I was in Ireland in November, driving down from Belfast to our house in North West Leitrim. Everywhere I looked the countryside was ablaze with colour – the yellow gorse flowers, the golden leaves of beech and maple, the skeletal orange larches, the vivid hawthorn berries and the occasional outlandish splash of purple from some imported prunus. It was a magnificent sight.
When at last I arrived, I opened the door of our house and stepped inside. The air was as cold as in a tomb. No one been there for months and in the meantime the radiators had filled with air. But we soon had a fire going and for the next few days we did little else but sit in front of it, reading books and only getting up to throw on another log.
The house stands on an isolated spot. My father grew up on that land, though not in that same house. When he left it as a young man to come to England the old house tumbled down and later on the new one was built.
He and I did not often see eye to eye and whenever I asked why I should carry out some order, my father was fond of raising his right hand and saying, 'That's the why,' meaning that I would feel the weight of that hand if I didn't do as I was told.

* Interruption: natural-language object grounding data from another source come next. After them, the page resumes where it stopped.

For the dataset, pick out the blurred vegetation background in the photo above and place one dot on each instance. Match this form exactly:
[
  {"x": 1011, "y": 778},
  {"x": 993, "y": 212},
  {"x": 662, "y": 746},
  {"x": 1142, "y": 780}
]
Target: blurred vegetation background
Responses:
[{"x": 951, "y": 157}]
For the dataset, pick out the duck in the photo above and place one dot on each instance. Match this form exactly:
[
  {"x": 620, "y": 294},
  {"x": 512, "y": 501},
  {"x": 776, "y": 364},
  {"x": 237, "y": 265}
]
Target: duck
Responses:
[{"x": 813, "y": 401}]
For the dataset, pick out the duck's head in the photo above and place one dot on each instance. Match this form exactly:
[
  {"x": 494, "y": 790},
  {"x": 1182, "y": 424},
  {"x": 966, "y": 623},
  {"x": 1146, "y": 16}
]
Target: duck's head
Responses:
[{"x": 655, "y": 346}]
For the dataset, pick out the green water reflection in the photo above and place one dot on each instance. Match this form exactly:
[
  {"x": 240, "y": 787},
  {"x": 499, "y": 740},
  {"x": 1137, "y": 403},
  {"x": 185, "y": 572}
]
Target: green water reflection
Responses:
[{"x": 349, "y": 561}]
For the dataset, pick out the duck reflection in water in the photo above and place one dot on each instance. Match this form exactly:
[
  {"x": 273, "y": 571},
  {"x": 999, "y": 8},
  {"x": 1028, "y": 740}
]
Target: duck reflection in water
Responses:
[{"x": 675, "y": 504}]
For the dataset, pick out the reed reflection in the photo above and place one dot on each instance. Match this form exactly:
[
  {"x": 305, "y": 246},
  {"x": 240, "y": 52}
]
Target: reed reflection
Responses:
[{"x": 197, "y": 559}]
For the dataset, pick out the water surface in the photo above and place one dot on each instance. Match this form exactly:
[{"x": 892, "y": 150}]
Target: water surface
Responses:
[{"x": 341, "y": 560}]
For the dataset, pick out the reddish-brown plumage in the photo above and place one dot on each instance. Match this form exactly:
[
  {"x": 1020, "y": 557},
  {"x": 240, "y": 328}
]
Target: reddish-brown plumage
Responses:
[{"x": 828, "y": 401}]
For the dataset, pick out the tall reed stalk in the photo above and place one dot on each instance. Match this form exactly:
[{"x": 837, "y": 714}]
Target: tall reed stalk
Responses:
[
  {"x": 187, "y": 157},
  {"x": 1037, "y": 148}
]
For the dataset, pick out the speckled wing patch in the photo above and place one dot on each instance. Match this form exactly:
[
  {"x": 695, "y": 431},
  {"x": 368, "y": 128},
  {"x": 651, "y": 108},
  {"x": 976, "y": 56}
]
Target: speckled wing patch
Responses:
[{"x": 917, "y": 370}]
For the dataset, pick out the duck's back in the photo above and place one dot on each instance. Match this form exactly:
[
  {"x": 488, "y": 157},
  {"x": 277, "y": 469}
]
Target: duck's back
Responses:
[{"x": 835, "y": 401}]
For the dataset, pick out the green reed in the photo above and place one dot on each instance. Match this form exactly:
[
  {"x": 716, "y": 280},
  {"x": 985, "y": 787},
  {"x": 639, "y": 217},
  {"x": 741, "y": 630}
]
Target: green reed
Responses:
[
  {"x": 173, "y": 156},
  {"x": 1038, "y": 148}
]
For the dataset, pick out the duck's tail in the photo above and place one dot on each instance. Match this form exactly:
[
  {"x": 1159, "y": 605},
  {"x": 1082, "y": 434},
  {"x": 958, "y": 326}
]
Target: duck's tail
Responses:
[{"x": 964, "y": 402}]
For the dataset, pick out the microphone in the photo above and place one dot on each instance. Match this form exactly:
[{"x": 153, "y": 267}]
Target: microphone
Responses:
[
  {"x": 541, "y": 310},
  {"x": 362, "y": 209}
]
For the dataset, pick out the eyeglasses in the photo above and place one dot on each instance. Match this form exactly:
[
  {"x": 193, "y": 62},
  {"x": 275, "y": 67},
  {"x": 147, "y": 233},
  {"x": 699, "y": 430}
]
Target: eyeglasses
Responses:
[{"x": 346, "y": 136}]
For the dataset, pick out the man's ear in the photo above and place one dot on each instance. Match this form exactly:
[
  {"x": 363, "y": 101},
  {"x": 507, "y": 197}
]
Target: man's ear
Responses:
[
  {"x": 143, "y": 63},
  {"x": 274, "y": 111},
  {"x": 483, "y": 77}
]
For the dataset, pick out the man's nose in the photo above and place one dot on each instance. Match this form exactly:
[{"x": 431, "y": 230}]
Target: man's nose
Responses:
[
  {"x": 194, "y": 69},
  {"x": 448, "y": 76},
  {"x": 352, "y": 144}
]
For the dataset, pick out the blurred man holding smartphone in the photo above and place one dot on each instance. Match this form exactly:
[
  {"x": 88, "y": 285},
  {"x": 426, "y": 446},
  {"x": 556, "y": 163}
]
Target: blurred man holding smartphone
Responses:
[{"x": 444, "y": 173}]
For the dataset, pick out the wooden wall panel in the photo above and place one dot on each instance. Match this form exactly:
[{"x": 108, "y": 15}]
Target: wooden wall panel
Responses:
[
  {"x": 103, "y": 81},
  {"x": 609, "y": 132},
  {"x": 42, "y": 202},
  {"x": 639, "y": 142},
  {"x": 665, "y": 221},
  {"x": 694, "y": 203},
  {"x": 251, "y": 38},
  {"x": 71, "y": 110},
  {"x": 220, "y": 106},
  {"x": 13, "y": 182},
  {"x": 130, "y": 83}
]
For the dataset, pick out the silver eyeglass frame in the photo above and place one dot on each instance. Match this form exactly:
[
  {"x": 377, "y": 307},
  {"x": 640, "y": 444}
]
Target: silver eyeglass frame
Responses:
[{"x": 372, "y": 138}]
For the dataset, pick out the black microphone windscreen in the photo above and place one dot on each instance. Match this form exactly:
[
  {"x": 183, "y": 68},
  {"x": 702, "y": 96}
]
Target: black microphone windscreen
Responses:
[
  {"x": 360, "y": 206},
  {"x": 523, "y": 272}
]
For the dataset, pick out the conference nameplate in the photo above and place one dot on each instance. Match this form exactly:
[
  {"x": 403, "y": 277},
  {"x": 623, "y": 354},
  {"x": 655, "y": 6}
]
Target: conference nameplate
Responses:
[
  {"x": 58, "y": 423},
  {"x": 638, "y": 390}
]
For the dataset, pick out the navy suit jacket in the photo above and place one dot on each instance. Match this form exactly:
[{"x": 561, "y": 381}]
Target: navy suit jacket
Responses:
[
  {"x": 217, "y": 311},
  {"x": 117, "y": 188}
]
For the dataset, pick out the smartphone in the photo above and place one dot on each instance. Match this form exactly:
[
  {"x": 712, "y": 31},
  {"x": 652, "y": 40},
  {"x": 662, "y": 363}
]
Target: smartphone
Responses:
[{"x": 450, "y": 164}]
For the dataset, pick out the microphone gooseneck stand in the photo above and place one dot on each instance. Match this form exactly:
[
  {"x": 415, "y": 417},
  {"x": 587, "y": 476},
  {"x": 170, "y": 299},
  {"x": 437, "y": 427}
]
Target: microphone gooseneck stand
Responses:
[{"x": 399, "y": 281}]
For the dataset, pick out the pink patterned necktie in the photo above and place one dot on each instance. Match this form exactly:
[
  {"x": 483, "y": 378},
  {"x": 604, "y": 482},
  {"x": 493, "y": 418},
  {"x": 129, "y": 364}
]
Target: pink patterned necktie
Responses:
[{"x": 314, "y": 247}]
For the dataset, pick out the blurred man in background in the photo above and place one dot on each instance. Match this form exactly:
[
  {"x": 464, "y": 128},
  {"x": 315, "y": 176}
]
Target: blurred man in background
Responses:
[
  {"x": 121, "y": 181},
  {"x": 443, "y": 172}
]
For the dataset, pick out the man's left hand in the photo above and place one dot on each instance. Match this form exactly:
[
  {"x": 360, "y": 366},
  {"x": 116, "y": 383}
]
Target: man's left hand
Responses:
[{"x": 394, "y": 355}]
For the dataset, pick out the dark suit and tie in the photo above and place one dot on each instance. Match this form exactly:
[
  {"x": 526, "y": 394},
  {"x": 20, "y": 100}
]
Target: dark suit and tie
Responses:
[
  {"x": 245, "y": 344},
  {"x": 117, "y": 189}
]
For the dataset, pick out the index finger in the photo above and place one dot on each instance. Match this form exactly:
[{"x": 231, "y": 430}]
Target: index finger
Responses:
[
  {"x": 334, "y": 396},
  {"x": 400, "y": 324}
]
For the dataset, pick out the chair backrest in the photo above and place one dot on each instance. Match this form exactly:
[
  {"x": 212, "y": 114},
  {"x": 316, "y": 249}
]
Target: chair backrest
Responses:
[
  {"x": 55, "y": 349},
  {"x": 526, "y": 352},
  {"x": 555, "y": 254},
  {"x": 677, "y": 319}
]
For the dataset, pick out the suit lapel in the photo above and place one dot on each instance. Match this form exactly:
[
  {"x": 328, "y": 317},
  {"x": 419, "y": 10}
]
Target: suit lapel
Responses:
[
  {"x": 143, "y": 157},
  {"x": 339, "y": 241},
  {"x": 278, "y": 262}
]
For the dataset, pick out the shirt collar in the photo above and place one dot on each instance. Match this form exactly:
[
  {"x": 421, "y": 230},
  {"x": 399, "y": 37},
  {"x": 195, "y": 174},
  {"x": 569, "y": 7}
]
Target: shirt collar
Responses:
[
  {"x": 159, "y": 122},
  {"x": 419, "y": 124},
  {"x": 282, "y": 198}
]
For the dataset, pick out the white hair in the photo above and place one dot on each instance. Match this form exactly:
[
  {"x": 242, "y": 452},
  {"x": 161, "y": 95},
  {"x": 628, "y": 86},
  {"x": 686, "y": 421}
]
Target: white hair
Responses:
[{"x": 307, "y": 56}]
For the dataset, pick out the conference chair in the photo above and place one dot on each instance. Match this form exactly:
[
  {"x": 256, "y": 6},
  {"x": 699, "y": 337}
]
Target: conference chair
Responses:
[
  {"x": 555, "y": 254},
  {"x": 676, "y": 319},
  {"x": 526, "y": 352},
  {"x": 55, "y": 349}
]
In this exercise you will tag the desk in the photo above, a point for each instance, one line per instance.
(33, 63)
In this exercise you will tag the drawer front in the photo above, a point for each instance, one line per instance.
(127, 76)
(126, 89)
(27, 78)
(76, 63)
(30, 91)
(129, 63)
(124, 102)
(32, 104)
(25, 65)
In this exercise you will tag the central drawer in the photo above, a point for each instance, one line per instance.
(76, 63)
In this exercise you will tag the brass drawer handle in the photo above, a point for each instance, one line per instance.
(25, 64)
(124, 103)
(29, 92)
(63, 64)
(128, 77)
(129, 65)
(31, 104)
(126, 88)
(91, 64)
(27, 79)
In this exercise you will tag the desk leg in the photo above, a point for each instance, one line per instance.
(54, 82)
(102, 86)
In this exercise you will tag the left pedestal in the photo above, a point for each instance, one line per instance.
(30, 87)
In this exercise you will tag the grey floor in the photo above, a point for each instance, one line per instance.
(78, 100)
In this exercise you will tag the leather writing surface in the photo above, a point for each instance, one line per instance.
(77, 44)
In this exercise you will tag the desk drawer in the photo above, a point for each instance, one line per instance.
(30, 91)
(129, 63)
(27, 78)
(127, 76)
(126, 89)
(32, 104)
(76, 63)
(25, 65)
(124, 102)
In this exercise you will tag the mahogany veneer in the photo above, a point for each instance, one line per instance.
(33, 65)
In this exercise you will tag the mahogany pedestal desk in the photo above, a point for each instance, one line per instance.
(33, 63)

I was thinking of this as I wandered down a little path that leads away from the house, seeming to end up nowhere at all. The path was spread with golden leaves and when I reached the end I suddenly felt as if I stood upon the brink of that Other World of which so many stories have been told. I could almost see it trembling before me like a picture painted on silk.
All my life I have looked for such a path. As a child growing up in London I searched for it in deserted places wherever buildings conspired with their shadows And here it was at last.
'This is the why,' I said to myself and to my father too, in case he was listening.